Academic and Career Advising held its first event of the year: helping students polish resumes and look for internship and job opportunities.
The career clinic was the first of many events this year aimed toward helping students get jobs after college.
To get students started, Louise Ewing, a career advisor at the office of academic and career advising, said, “[Students] can ideally bring a first draft of a resume. It doesn’t have to be anything wonderful, just a description of things that they’ve done, and it doesn’t have to be just paid employment… so if they do a first draft, that’s a great place to begin.”

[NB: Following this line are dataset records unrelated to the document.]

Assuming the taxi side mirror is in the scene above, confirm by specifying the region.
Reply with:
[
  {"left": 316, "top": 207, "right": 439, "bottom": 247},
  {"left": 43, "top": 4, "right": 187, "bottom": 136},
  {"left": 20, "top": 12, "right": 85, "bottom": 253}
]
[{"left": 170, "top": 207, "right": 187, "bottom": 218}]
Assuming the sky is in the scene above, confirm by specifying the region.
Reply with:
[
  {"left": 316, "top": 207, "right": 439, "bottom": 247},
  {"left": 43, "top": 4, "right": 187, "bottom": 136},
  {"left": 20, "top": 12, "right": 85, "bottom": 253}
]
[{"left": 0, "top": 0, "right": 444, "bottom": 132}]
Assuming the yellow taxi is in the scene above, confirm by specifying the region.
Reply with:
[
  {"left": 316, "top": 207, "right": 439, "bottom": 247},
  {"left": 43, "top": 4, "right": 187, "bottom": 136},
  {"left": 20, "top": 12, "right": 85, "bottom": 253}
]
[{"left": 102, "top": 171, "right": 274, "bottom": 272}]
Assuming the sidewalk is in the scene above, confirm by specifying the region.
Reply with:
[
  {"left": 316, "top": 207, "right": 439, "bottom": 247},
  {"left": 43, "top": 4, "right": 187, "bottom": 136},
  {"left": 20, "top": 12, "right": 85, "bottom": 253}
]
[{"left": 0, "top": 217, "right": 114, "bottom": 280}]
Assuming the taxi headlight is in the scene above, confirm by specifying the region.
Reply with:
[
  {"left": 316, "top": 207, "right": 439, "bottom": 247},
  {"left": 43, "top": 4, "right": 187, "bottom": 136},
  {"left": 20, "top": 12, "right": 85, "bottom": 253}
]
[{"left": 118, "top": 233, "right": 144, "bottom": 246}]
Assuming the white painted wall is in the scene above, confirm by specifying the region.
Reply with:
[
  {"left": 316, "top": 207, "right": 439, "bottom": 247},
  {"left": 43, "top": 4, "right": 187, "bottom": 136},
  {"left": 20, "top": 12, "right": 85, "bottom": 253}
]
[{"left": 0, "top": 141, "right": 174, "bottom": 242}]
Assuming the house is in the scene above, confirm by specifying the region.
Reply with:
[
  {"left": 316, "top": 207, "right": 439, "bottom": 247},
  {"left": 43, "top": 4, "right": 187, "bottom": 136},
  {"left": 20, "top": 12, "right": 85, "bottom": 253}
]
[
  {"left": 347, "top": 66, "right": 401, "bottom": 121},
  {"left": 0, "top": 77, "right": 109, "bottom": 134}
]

Ewing said that oftentimes, students wait until their last year of college to use Academic and Career Advising’s services, but that coming earlier in your time at Keene State can really help students along in their studies.
Academic and Career Advising is open every weekday and offers appointments to students for a variety of reasons, such as getting jobs or internships before or after graduating college.
Career advisors can even help students find what career path is the best for them if they do not know what they want to do after college.
“I hope that students come to visit us early and often,” said Ewing, “not just wait until senior year to come and talk to us because there’s so many wonderful things that they can take advantage of to help them clarify what they want to do once they graduate and we can help them with that.”
Along with career counselors, the career clinic invited Kristin Mehalick, the cooperative internship coordinator at the Brattleboro Development Credit Corporation and 2011 KSC alumni to talk to students about potential internships and help with their resumes.
“Feel free to contact me,” Mehalick said. “I offer cover letter and resume support and then we work on your application together and I send it to the business and they reach out to the students for an interview.”
At the Career Clinic, Ben Fredericks, a KSC master’s student, said, “I want to boost my resume up as much as possible, so when I get out of my master’s program and back in the career field, I can be a little more marketable.”
Fredericks said he is looking for an internship to fill up his time and also to help him gain real life experience for when he graduates.
“Resumes are your first introductions,” said Fredericks. “It’s really the pinnacle point of if someone is actually going to give you the time for an interview or if you’re just another nobody that has the same stuff as everyone else.”